Other than that, I love the hands-on practice part. Wish we explain more on why model performance is so brittle in the horse vs human classification example.

By Amit K

•

Apr 12, 2020

Although course content seems to be nice but a regular update with the current tensorflow version needs to be done. Also, In course content there are topics listed just to tell that in next section what you will study(even provided 10 mins for that) and that is a complete waste and poorly put in the content section-this needs to be fixed.

On a positive node, this course is very useful to start and I recommended this to beginners.

By Rajesh R

•

Jun 2, 2020

Great review of TF and the newer tf.keras API in addition to practical advice on deep learning projects. Lawerence has been a pretty good instructor, clear and to the point, with some good exercises. For beginners, though the course skims over some of the basics - although these are covered in Andrew Ng's Deep Learning specialization, which I took some years ago. All in all, a handy course to get cracking on TF and Keras again!

By Ronet S

•

Feb 25, 2020

Brilliant Course for getting started with Tensorflow. The only thing I would like the instructor to include are explanation for non -TF stuff, like matplotlib codes. It would really help develop additional skills apart from making TF models. Going online to find the working of each command in a different library like matplotlib really broke my flow and my focus . So, that would be a welcome addition!

By Jim D

•

Sep 25, 2019

I really liked that it was very hands-on and made it very quick and easy to get up to speed on using TensorFlow for Machine Learning. That said, there was a lot less content that I expected (I finished the '4-week' course in about 1.5 days), and I was a bit disappointed that the focus was exclusively on image classification. A little variety in terms of the problems being solved would've been nice.

By Venkatesan A S

•

Sep 7, 2020

The course is targeted for an audience with a basic knowledge of the machine learning techniques. With that in mind, it delivers a comprehensive first look at the calibre of the TensorFlow framework. For the more advanced practitioners the programming exercises and the quiz might seem a bit on the easier side. Overall it is a great place to start for those who wish to begin with TensorFlow. Kudos!

By Joshua C T

•

Apr 3, 2023

Reasonably well put together but lacking depth.

It feels more like an intro rather than something for professionals. I'd like to see more about running batches for explorations and deriving the uncertainty of predictions as they get further away from the training data.

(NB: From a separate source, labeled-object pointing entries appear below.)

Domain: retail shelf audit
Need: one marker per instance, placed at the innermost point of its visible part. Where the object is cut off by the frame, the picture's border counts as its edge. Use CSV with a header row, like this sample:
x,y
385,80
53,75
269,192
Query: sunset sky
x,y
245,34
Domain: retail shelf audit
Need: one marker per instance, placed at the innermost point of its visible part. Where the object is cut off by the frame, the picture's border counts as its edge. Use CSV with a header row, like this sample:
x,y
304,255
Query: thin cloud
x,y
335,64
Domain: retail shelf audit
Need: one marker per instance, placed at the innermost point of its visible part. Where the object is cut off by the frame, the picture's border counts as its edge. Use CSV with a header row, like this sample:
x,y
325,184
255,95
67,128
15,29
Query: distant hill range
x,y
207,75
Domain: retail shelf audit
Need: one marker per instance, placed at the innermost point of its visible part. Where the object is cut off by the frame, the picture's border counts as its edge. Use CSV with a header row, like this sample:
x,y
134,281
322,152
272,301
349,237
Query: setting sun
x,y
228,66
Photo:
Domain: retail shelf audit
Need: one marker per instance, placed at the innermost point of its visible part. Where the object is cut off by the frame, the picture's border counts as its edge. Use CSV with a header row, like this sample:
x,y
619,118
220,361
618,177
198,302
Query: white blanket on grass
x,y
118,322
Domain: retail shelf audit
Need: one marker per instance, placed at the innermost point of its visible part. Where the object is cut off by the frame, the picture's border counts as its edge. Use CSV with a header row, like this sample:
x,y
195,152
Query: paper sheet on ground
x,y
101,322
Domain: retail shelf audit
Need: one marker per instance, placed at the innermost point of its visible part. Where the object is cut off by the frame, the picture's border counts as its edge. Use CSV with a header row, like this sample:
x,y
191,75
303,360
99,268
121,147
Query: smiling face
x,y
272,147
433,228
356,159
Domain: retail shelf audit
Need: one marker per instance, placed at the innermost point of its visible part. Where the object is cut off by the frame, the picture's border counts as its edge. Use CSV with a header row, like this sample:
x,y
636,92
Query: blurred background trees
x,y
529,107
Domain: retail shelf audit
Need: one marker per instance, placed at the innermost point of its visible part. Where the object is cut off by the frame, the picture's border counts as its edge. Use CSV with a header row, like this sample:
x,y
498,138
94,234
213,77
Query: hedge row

A more detailed look into why you choose layers with drawbacks and when straight up regression and stats would be a better option.

By Miguel L

•

Apr 11, 2020

The contents and instructor is excellent. Unfortunately one is faced with mainly two downfalls. Fist, there always seems to be some sort of submission problem which usually involves some kind of "hacking" from the user's part to make it work. Secondly, it's very hard to get answers to most doubts since the activity in the discussion Forums is very little, specially from instructor-level sources.

By Elias B

•

Aug 7, 2019

Overall a very good course (with knowledge from the deep learning specialization) to get a deeper knowledge in tensorflow. But sometimes in the exercises you feel a little left alone, because of missing information (example Week 4, which folder should you use, what's the resolution of the images, you can find out but that requiered (for me I had to downloaded the files and check what i needed).

By Brian F

•

Feb 2, 2021

Great course giving a very basic overview of some features of Tensor Flow. The assignments could be implemented a little bit better, there were a lot of version issues relating to tensor flow.

Also, the course would benefit from moderation of the discussion forums. Overall very happy with my experience however and would recommend for anyone looking to get started in machine learning.